放課後になり、私は夕飯の買い物をしてから帰宅することにした。

初日から凝ったものを作ると後が続かなくなるから、いつも通りの献立を心掛けようと思うの。

なんだか、こうして夕飯を作って啓太の帰りを待つなんて、新婚さんみたいでドキドキする。

部屋のお掃除は大丈夫かな。
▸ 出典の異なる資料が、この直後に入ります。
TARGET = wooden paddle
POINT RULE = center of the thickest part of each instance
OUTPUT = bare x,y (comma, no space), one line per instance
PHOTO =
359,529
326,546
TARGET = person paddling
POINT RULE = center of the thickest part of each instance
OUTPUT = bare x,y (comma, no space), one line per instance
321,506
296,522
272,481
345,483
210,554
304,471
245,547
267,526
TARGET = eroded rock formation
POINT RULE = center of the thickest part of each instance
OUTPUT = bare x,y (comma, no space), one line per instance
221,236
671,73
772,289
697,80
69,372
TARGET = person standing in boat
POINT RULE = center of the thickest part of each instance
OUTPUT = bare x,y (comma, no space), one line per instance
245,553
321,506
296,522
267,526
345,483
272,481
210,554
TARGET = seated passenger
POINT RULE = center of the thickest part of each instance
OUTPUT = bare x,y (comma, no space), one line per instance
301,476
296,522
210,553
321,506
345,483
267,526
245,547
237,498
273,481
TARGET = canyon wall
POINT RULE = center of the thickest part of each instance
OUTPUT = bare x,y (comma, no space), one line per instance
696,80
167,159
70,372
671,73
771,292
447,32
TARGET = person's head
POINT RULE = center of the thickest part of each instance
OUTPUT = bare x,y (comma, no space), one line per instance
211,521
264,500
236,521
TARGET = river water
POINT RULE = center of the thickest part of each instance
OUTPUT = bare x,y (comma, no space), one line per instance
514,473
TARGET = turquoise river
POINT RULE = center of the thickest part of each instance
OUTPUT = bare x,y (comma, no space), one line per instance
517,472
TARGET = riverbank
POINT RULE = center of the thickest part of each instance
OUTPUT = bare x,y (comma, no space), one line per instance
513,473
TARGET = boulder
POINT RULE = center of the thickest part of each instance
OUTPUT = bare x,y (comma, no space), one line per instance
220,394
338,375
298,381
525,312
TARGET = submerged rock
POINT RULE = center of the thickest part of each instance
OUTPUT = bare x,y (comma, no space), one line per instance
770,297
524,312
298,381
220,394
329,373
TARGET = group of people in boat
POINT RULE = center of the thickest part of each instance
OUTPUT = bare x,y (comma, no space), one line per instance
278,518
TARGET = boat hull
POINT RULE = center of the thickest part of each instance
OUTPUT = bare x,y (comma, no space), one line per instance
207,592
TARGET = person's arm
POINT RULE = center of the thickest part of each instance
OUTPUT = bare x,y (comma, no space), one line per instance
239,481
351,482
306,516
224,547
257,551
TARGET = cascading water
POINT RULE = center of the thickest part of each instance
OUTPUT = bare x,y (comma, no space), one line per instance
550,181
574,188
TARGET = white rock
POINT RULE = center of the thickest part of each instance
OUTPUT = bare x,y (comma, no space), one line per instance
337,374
洗濯物は畳んで仕舞っておかないと。

あとは私の作った料理が啓太の口に合うか心配。

私が落ち着きなく家の中を無駄に動いていると、

『ピンポーン』

あっ!きっと啓太だね。

私はモニターで確認もせずに玄関の扉を開けて、

「啓太、お帰りー!」

って微笑んで啓太に飛びつこうと勢いよく玄関を出たら、

立っていたのは彩と翼先輩で。

「うわあ、びっくりした!彩!どうしたの?」

彩と翼先輩がそんな私を見て相変わらずニヤニヤしてて。

「優菜、可愛いね。そのエプロン姿。もう新婚さんだね」

彩がそんなことを言って私をからかう。

「やめてよ、彩。そんなんじゃないもん」

「明日あげようと思っていたプレゼントなんだけどね、今日必要になるかも知れないから、早めに持ってきたの。ね、翼」

「優菜ちゃん、恥ずかしいことじゃないからね。とても大事なものだから。これは、彼氏と二人で開けて。彼氏が来るまでは絶対に開けちゃダメだからね」

彩と翼先輩が何について話しているのかも、このプレゼントが何なのかも分からなくて。

「何をくれたか分からないけど、ありがとう。啓太と一緒に開ければいいんだね?」

「そうだよ。じゃ、私たちはこれからデートだから帰るね。明日、話しを聞かせてね!じゃーねー」

「彩、本当にアレでいいのか?あの二人、大丈夫かな?」

翼先輩がそんなことを彩に言いながら、二人は私の家から帰って行った。